Sunday October 5, 1924
Washington came out on top in the second straight nail-biter of the 1924 World Series. This time, the Griffs jumped to an early lead when Goose Goslin launched a home run into right field off of Jack Bentley, scoring Sam Rice to make the score 2-0.
Though Bentley pitched well for the rest of the game, he did give up another long ball; a fifth inning shot to left by player-manager Bucky Harris, a man who had only one home run during the regular season, and only six in his career.
Lefty Tom Zachary took the early lead and ran with it, scattering just three New York hits over the first six innings. In the seventh, the Giants scored when George Kelly came home on a 5-4-3 double play. The Sporting News hailed the play as an example of the great strategy used by Harris, allowing the run to score in order to “clear the bases”.
Zachary entered the top of the ninth with a 3-1 lead. He started the inning by walking Frankie Frisch.

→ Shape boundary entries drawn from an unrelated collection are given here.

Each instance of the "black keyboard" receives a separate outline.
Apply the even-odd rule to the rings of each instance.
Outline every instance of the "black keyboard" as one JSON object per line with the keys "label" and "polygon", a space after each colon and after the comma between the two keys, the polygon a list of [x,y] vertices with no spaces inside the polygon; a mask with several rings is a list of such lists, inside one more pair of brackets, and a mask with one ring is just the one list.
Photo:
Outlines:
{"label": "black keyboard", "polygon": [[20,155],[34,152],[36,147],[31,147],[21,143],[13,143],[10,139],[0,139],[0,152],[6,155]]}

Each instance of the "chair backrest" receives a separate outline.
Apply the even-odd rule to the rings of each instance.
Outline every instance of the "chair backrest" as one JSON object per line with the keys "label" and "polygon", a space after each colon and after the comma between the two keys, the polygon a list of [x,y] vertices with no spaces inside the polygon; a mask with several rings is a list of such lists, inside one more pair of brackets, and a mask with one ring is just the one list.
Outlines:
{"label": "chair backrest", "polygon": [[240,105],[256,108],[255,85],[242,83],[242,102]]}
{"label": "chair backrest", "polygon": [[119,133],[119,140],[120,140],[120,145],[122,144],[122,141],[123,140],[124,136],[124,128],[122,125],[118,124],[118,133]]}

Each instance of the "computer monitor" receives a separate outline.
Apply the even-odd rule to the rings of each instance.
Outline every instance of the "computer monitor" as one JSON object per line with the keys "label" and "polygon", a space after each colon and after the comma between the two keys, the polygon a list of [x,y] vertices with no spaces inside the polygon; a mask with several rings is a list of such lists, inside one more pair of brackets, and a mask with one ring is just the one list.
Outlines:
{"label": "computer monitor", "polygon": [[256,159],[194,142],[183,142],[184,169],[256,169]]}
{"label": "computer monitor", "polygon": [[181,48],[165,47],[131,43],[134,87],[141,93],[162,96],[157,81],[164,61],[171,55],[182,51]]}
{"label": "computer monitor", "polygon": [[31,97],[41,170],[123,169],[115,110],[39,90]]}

After getting a pop out from Ross Youngs, Kelly lashed what was described as a long single to right. Frisch was off with the pitch on the hit-and-run, and never stopped on his way to cutting the lead to a single run. After Kelly reached second on a ground-out by Bob Meusel, Hack Wilson hit a single to right that scored Kelly and tied the game. Firpo Marberry came on to get the final out, but the damage had been done, and it looked as though Game 2 may be headed to extra innings.
Instead, the Nationals used their last at-bat to quickly squash the idea of extras. Joe Judge drew a walk, and was sacrificed to second by Ossie Bluege. In hindsight, the New York Times suggested that McGraw “stubbornly” refused to issue Roger Peckinpaugh an intentional walk. Whether the free pass was on his mind or not, McGraw let Bentley pitch to the veteran, who promptly took a curve-ball into deep left field for a game-winning RBI double.